Bend To My Will

  






Kinetic Sound Sculpture

Medium: Etched Copper Plate, Linear Actuators, Steel
    Foot, Arduino, Contact Microphone, Transducers.


Nor again is there anyone who loves or pursues or desires to obtain pain of itself, because it is pain, but because occasionally circumstances occur in which toil and pain can procure him some great pleasure.” - Cicero

Bend To My Will portrays the shortsightedness and opportunism that constitute much of the current communicative discourse. Ideologies are increasingly being replaced by volatile pseudo standpoints, arguments are being substituted by catch phrases, juxtaposed monologues are staged as proxies for dialogue. An increasing fear of ambiguity caters for reactive bursts of resonances within a growing number of echo chambers across the political spectrum, as people look for belonging and cohesion.

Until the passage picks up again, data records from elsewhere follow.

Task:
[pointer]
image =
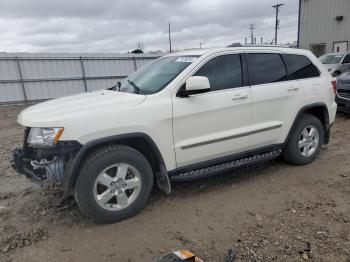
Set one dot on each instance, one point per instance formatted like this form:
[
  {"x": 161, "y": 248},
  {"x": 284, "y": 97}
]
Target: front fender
[{"x": 72, "y": 170}]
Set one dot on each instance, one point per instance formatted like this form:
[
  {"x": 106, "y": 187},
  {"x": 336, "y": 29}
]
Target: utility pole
[
  {"x": 169, "y": 38},
  {"x": 251, "y": 34},
  {"x": 277, "y": 7}
]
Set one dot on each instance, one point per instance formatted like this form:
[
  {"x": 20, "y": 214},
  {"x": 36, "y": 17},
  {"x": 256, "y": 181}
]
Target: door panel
[
  {"x": 275, "y": 100},
  {"x": 273, "y": 111},
  {"x": 211, "y": 125}
]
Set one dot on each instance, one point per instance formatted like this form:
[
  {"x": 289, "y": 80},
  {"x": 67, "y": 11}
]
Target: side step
[{"x": 227, "y": 166}]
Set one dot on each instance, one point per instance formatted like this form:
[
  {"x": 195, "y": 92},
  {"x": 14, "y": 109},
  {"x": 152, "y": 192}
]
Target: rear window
[
  {"x": 300, "y": 67},
  {"x": 266, "y": 68}
]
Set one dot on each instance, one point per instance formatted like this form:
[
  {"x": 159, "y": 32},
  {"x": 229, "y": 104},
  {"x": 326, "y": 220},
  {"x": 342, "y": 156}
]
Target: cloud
[{"x": 116, "y": 26}]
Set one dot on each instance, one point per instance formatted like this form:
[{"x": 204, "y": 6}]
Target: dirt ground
[{"x": 271, "y": 212}]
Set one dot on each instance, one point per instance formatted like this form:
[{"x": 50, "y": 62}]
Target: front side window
[
  {"x": 154, "y": 76},
  {"x": 223, "y": 72},
  {"x": 300, "y": 67},
  {"x": 331, "y": 59},
  {"x": 346, "y": 60},
  {"x": 265, "y": 68}
]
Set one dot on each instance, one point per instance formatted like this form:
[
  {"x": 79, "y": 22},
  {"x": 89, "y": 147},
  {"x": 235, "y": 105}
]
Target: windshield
[
  {"x": 154, "y": 76},
  {"x": 331, "y": 59}
]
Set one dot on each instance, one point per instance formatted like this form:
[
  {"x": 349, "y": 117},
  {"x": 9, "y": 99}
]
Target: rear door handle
[
  {"x": 293, "y": 88},
  {"x": 240, "y": 96}
]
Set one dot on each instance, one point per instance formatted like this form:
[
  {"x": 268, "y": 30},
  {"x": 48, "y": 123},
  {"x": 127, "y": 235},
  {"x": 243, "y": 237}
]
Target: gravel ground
[{"x": 270, "y": 212}]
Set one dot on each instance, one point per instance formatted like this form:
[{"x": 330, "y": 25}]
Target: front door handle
[
  {"x": 293, "y": 88},
  {"x": 240, "y": 96}
]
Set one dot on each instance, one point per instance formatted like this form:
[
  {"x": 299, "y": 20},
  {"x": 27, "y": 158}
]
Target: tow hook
[{"x": 54, "y": 171}]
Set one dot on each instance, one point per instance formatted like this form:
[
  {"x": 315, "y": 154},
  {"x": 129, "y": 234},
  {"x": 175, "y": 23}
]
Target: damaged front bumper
[{"x": 46, "y": 166}]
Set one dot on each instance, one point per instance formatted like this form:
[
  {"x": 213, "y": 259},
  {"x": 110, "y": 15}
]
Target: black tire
[
  {"x": 94, "y": 165},
  {"x": 291, "y": 152}
]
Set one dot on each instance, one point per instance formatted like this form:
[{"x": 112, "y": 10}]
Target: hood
[
  {"x": 54, "y": 113},
  {"x": 330, "y": 67}
]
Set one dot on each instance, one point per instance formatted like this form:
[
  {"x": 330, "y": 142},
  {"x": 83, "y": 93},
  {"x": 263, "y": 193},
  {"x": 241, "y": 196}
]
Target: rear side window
[
  {"x": 266, "y": 68},
  {"x": 300, "y": 67},
  {"x": 223, "y": 72},
  {"x": 346, "y": 60}
]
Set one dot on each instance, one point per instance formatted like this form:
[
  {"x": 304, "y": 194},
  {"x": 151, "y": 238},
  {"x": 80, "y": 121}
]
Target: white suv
[{"x": 183, "y": 116}]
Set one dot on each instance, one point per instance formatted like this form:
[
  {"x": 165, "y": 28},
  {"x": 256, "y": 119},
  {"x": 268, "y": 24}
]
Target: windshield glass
[
  {"x": 331, "y": 59},
  {"x": 154, "y": 76}
]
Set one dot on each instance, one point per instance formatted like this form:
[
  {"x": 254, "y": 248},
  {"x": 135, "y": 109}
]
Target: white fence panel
[{"x": 30, "y": 77}]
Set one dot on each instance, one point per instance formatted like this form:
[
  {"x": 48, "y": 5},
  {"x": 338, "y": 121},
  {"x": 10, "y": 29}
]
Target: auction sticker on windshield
[{"x": 186, "y": 59}]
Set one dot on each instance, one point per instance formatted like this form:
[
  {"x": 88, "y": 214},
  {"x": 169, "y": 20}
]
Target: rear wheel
[
  {"x": 114, "y": 183},
  {"x": 305, "y": 141}
]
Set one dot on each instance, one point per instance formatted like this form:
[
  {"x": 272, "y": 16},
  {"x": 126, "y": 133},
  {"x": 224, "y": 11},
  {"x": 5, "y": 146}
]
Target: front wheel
[
  {"x": 305, "y": 141},
  {"x": 114, "y": 183}
]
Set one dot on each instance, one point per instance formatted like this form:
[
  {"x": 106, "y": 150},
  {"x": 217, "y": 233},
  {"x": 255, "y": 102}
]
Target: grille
[
  {"x": 343, "y": 82},
  {"x": 344, "y": 93}
]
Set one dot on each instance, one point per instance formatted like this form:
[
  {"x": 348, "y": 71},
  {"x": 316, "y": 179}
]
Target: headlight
[{"x": 44, "y": 137}]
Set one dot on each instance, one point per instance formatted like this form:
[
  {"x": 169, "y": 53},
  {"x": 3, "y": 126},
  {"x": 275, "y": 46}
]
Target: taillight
[{"x": 334, "y": 85}]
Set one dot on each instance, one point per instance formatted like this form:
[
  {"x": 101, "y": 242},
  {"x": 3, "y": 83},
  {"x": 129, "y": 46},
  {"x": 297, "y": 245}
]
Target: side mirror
[{"x": 197, "y": 85}]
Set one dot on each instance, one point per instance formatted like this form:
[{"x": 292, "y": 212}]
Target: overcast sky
[{"x": 117, "y": 26}]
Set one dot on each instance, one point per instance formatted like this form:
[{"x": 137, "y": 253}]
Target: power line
[
  {"x": 252, "y": 27},
  {"x": 169, "y": 38},
  {"x": 277, "y": 7}
]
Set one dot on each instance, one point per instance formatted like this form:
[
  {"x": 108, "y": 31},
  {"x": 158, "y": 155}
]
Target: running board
[{"x": 227, "y": 166}]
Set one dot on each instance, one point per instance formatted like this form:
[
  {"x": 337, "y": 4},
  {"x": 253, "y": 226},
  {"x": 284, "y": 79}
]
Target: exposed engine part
[{"x": 54, "y": 171}]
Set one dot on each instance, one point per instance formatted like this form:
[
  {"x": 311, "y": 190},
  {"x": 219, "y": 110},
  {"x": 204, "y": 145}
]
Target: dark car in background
[{"x": 343, "y": 92}]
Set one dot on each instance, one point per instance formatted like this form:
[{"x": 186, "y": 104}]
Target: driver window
[
  {"x": 223, "y": 72},
  {"x": 347, "y": 59}
]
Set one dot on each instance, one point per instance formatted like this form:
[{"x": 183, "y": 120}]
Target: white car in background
[{"x": 183, "y": 116}]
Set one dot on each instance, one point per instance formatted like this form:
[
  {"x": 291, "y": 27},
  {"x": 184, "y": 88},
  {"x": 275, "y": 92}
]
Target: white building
[{"x": 324, "y": 26}]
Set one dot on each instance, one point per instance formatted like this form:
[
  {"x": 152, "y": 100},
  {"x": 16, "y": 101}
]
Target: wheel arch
[
  {"x": 318, "y": 110},
  {"x": 139, "y": 141}
]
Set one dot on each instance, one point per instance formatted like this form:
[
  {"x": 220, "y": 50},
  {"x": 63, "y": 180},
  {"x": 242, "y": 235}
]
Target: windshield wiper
[
  {"x": 137, "y": 88},
  {"x": 115, "y": 87}
]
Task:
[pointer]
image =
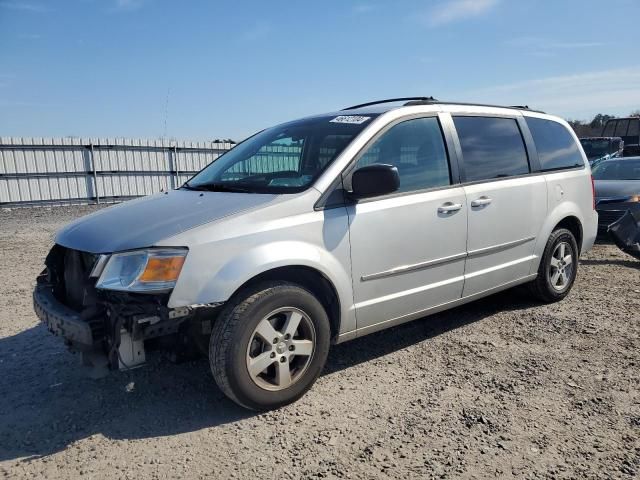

In Bend To My Will, Ehlin controls and manipulates an ongoing electro-acoustic feedback loop by continuously changing the bent shape of a 2 meter tall copper plate. As the shape changes, so does the plate’s inherent resonant frequency, thereby breaking each resonance build-up so that it has to start over again from its new fundamental frequency. In a perpetuum mobile fashion the plate reflexively changes shape every time the feedback gets too loud, literally making it shy away every time the resonance crosses a certain threshold.
 


The engraving Lorem Ipsum… is a scrambled version of texts by Cicero on the topic of hedonism, opportunism and shortsightedness. Mostly without any reference to its original meaning the text has been the default exemplary text used in printing, along with copper, the original material of early printing technology. Through the continuous changing of resonant frequencies, the audience is invited to experience the shift between moments of ambiguity and peaks of howling clarity. Can we in days of echo chambers and filter bubbles afford to trust resounding resonance or do we need to learn to find acceptance and fulfilment within the ambiguous and opaque?